Ambos os autores reconhecem que se dedicaram ao estudo da ação da bílis negra sobre o espírito porque eles mesmos sofriam de melancolia e desejavam livrar-se dela... Assim como no conto O Imortal, em que se misturam os acontecimentos de duas vidas diferentes, também no romance de Aletto lemos, de forma alternada, as aventuras do médico Andrés Vesalio, condenado à fogueira por haver dissecado um homem vivo, e a peregrinação mística de um cavaleiro e poeta. 

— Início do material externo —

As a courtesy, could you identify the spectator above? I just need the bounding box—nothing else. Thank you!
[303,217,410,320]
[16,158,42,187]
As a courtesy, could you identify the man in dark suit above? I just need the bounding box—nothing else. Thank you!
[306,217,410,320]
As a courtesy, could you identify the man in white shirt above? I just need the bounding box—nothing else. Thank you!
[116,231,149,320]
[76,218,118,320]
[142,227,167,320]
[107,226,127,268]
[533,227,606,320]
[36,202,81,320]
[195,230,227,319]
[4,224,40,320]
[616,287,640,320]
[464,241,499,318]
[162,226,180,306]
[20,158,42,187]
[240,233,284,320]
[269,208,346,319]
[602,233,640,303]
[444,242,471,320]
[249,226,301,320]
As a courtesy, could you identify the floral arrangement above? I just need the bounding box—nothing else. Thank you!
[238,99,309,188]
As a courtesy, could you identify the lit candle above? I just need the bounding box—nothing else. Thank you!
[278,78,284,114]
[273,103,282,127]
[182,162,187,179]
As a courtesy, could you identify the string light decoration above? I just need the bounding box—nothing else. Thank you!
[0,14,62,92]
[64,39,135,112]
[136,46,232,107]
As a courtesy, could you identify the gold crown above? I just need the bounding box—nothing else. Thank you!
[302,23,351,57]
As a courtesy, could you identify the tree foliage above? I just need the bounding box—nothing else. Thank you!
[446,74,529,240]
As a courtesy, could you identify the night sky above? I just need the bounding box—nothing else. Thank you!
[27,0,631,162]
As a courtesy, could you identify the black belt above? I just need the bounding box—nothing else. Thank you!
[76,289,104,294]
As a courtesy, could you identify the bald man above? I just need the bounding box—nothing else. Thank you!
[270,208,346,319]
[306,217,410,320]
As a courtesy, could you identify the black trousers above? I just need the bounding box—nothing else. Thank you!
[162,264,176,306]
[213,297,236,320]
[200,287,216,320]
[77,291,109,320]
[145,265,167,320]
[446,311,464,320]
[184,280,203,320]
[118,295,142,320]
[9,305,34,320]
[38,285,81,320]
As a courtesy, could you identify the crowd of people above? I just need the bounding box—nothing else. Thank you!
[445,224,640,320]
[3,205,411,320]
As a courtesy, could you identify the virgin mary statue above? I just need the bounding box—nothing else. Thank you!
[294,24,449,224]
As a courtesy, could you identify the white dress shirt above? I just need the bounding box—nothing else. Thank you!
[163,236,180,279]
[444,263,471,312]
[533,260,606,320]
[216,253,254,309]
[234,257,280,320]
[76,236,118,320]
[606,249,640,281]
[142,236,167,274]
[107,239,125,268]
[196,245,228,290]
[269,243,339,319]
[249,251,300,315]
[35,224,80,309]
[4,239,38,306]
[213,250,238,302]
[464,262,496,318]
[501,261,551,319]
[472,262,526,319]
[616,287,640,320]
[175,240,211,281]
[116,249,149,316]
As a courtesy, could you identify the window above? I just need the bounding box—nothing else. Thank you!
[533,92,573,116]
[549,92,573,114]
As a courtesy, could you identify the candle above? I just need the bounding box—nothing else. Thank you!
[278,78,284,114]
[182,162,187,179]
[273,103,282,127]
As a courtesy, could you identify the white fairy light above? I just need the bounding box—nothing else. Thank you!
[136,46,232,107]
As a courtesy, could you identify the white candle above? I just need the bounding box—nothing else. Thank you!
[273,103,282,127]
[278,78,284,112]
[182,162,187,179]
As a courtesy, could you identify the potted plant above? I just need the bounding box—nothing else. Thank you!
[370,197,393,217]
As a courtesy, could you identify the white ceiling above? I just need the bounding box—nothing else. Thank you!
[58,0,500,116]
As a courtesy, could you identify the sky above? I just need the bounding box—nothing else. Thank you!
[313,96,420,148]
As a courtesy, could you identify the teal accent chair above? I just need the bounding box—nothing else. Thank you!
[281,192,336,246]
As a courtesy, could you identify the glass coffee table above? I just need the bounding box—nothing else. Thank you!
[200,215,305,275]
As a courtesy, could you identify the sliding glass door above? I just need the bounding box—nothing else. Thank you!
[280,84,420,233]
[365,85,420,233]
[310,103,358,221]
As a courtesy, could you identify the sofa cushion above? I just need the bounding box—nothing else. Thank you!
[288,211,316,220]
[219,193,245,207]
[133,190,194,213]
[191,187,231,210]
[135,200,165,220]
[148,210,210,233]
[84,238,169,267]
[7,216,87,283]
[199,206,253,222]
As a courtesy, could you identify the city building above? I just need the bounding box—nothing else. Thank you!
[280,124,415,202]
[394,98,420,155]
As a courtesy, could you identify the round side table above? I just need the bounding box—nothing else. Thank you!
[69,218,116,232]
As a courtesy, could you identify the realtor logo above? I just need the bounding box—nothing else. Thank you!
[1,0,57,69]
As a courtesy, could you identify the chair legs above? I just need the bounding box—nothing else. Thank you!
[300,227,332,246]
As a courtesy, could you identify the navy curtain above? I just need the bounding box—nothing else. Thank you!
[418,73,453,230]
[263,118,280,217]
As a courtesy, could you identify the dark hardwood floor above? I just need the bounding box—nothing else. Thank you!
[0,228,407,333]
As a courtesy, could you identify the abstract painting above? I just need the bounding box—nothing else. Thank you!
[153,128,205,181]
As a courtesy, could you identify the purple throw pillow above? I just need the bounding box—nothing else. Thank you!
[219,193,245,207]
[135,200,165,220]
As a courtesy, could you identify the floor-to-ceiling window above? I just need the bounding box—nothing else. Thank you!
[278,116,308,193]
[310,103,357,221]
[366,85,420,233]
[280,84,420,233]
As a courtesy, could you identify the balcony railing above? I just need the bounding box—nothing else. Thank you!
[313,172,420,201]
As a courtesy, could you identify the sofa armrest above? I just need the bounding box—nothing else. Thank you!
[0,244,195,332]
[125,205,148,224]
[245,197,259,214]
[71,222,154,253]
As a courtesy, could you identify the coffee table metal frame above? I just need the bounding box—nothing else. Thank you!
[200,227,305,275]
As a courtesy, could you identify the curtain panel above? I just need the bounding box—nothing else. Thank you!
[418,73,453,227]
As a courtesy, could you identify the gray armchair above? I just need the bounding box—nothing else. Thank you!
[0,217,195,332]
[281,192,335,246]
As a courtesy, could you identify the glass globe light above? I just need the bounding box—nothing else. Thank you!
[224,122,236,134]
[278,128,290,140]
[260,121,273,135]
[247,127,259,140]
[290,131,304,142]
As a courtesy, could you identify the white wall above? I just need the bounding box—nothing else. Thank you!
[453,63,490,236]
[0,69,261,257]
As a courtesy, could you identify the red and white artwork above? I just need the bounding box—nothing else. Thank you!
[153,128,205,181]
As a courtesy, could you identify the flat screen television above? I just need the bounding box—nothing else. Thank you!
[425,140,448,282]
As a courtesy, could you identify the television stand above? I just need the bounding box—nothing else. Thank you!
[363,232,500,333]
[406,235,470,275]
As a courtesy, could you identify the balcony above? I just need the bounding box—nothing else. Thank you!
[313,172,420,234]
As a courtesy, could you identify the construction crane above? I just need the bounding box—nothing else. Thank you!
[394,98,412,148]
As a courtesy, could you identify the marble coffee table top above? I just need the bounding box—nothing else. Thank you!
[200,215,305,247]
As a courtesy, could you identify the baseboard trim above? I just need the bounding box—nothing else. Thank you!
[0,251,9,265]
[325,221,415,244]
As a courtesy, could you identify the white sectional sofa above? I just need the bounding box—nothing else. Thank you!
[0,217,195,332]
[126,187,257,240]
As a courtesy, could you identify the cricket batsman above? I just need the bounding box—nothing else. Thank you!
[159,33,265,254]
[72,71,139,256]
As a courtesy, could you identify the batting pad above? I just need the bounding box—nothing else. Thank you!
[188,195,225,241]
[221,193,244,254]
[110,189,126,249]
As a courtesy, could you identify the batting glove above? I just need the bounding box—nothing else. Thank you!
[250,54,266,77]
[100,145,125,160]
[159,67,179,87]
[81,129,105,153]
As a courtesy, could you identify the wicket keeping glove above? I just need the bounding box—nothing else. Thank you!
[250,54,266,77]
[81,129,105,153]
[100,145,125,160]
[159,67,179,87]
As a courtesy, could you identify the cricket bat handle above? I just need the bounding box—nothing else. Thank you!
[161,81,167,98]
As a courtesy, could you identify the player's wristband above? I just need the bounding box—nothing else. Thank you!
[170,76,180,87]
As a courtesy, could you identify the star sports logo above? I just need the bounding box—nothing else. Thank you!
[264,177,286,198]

Tanto a pesquisa do médico, que quer provar que nossa anatomia é diferente da dos macacos (a nossa está povoada de demônios, os quais fabricam a tristeza), quanto as visões do peregrino, que ascende do inferno ao purgatório e entrevê o paraíso, são narradas numa linguagem saborosa, que reinventa um falar de uma suposta época remota. O encontro do médico com o poeta místico é o ponto alto do livro, mas quem rouba a cena, a meu ver, é um cachorro vira-lata que os acompanha a partir de então. Talvez ele seja um dos avatares de Argos, o cão de Ulisses deitado no esterco. As associações são vertiginosas neste romance, e o leitor, mesmo sem se dar conta, vai produzindo e introduzindo no enredo novas citações, fruto da sua leitura, as quais se acomodam muito bem àquilo que já está no texto, que é, nesse aspecto, um tecido de muitas cores, como diria Borges. Certamente a magia do livro reside nessa proliferação de citações reais e virtuais, as quais, no entanto, não deixam o texto pedante, pois ele é, do começo ao fim, ágil e acessível. Por isso, esta “minúscula” (como convém, talvez, aos apressados leitores de hoje) Anatomia da Melancolia se lê de uma assentada.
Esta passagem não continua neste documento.